Para tanto, as operadoras devem observar os prazos:
> Operadoras com número igual ou superior a 100 mil beneficiários - prazo para início da vigência da norma de 180 dias.
> Operadoras com número inferior a 100 mil beneficiários - prazo para início da vigência da norma de 365 dias.
Para as empresas que já implementaram a ouvidoria e definido o ouvidor e seu substituto, o formulário eletrônico já está disponível em www.ans.gov.br > A ANS > Ouvidoria.

A ANS também esclarece que nas operadoras com menos de 20 mil beneficiários, o representante institucional pode acumular outras funções dentro da empresa. Além disso, não é admissível uma ouvidoria terceirizada ou mesmo um ouvidor externo, já que o que se espera é que o profissional designado para este cargo conheça o processo de trabalho da empresa e se relacione com as demais áreas da organização.

A Agência lembra que a norma não criou regras sobre como deve ser a estrutura interna da Ouvidoria, o que permite a livre iniciativa da operadora, observando, contudo, a capacidade de atender às demandas.

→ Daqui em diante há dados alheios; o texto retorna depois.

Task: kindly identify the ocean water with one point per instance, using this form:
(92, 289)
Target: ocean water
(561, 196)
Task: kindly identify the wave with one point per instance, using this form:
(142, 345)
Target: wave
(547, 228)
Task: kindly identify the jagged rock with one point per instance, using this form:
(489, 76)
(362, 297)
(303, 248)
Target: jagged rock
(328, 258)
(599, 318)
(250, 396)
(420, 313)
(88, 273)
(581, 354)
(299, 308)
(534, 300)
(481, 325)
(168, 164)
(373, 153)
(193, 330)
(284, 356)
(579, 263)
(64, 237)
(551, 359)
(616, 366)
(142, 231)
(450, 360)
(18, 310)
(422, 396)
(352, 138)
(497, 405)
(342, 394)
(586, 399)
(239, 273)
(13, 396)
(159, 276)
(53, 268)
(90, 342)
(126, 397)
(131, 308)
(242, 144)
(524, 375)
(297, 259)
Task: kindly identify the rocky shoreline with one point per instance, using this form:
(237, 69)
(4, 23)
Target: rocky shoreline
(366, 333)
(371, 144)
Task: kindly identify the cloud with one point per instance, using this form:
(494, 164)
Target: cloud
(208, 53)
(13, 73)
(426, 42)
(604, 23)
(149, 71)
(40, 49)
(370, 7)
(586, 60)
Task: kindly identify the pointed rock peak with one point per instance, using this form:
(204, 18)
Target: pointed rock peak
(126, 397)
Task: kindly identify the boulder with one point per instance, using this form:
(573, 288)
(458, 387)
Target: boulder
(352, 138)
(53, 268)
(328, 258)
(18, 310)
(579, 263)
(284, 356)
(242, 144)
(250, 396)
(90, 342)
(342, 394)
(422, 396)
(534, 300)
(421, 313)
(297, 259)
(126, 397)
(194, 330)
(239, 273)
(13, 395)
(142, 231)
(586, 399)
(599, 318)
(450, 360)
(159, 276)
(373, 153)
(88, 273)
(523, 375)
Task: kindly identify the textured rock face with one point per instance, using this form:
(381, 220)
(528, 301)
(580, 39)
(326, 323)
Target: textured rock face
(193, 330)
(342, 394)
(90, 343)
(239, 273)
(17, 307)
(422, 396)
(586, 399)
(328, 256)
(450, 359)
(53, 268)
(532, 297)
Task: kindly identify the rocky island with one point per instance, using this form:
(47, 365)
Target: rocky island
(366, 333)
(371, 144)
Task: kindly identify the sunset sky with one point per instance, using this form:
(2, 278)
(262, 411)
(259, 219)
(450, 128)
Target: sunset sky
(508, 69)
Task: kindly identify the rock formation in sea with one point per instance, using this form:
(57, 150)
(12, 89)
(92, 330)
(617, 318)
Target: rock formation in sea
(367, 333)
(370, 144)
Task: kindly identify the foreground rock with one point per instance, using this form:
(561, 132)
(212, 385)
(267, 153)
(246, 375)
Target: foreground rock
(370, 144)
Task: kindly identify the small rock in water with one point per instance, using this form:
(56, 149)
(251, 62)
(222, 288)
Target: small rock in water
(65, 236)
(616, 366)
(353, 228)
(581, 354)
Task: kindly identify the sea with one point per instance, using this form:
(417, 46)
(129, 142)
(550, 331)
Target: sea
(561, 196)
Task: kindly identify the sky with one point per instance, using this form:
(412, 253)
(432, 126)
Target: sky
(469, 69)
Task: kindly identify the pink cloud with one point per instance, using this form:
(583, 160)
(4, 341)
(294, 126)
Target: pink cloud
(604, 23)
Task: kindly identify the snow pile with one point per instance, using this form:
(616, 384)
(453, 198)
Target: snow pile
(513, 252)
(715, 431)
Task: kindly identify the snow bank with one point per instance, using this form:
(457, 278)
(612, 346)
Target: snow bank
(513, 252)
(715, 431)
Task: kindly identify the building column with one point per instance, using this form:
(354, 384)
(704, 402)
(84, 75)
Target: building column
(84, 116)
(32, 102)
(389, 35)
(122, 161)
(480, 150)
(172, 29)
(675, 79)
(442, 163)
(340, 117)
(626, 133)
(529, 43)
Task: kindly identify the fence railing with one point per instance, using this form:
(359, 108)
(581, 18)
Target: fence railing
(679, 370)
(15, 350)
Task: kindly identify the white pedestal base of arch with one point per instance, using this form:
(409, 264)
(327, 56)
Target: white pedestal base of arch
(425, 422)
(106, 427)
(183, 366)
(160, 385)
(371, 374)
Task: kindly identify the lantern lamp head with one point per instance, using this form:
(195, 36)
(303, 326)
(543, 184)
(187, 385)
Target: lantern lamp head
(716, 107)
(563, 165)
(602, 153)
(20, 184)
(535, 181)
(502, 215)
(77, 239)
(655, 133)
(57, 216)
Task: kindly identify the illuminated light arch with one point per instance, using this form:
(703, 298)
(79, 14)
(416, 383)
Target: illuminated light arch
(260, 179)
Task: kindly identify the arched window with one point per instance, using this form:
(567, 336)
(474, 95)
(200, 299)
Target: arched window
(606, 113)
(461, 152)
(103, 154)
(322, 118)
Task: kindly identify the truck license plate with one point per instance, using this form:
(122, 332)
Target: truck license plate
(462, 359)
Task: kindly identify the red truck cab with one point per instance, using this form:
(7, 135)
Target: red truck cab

A Ouvidoria funciona como segunda instância de análise das demandas recebidas pelos canais tradicionais da empresa como Fale Conosco, SAC etc, principalmente quando estes não atendem. Por isso, a RN admitiu a exigência de protocolo prévio desses canais, e também permitiu que, no caso de não ser possível tal contato, o beneficiário poderia fazê-lo diretamente na Ouvidoria, sem o registro prévio. Conforme explicação da ANS, se o SAC está sobrecarregado, por exemplo, e não consegue atender o volume de ligações recebidas, a ausência do registro não pode impedir o beneficiário de procurar a ouvidoria, uma vez que de posse dessa informação, a ouvidoria fará gestão para melhorar a capacidade de atendimento.